On February 16, 2007, CET Services, Inc. (the “Company” or “CET”) entered into an Agreement and Plan of Merger by and among the Company, Interactive Acquisition Corporation, a Nevada corporation and wholly owned subsidiary of the Company, Zoi Interactive Technologies, Inc. (“ZOI”), and CET Services of Nevada, Inc., a Nevada Corporation (the “Merger Agreement”).
Under the terms of the Merger Agreement, a newly-formed subsidiary of CET will merge into ZOI, ZOI will become a wholly-owned subsidiary of CET, and the shareholders of ZOI will receive shares of CET common stock in exchange for their ZOI shares (“Merger”). The Merger Agreement further provides that CET will issue to the shareholders of ZOI a total of approximately 34,899,000 shares of CET common stock and will assume all of ZOI’s outstanding options, warrants and convertible debt, which convertible securities will become exercisable for CET common stock.
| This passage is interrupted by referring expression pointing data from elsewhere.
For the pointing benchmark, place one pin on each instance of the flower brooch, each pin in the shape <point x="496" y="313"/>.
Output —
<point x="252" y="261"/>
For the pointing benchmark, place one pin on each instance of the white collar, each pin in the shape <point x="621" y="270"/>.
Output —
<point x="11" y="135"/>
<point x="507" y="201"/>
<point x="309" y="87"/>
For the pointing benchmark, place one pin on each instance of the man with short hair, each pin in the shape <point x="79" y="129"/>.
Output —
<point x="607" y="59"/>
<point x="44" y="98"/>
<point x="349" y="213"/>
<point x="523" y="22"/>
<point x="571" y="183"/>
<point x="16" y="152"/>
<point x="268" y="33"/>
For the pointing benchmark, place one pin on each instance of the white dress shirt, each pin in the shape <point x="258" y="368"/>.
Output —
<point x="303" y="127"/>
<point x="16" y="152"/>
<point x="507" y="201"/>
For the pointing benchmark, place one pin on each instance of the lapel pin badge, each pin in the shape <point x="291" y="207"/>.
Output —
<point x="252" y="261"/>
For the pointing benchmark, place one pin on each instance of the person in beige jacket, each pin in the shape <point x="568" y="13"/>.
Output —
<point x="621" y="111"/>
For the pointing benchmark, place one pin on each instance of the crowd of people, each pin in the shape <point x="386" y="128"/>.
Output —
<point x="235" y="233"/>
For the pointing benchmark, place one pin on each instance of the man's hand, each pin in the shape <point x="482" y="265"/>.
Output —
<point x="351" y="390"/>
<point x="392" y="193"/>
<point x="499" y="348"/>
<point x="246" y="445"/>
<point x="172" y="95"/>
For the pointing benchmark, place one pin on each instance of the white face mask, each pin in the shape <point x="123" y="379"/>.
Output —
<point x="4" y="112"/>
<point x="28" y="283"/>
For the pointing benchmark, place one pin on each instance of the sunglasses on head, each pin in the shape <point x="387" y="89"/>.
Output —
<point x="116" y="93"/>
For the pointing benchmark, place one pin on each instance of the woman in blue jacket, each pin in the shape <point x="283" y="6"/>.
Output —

In connection with the execution of the Merger Agreement, CET entered into a Stock Repurchase Agreement to purchase from Steven H. Davis, CET’s Chief Executive Officer, 1,000,000 outstanding shares of CET common stock held by Mr. Davis. CET would pay for the shares by transferring certain real estate properties to Mr. Davis.
If the repurchase of shares from Mr. Davis is completed, CET’s shareholders will hold approximately 4.55 million shares in the combined entity. CET and ZOI anticipate that CET will consummate a reverse stock split in connection with the Merger, which will proportionately adjust the CET share numbers provided herein.
Subject to certain conditions, the Merger Agreement provides that CET will change its jurisdiction of incorporation from California to Nevada. In addition, the directors and officers of the combined company will be designated by ZOI, and the companies anticipate that these individuals will consist of the officers and directors of ZOI immediately before the Merger. The transaction has been approved by the Boards of both companies. The closing of the transaction contemplated by the Merger Agreement is subject to the satisfaction of customary conditions, including approval by the stockholders of both companies and holders of no more than 5% of the outstanding shares of CET common stock having exercised dissenters’ right with respect to their shares by virtue of the Merger. Absent unforeseen delays, the transaction is expected to close during the second quarter of 2007.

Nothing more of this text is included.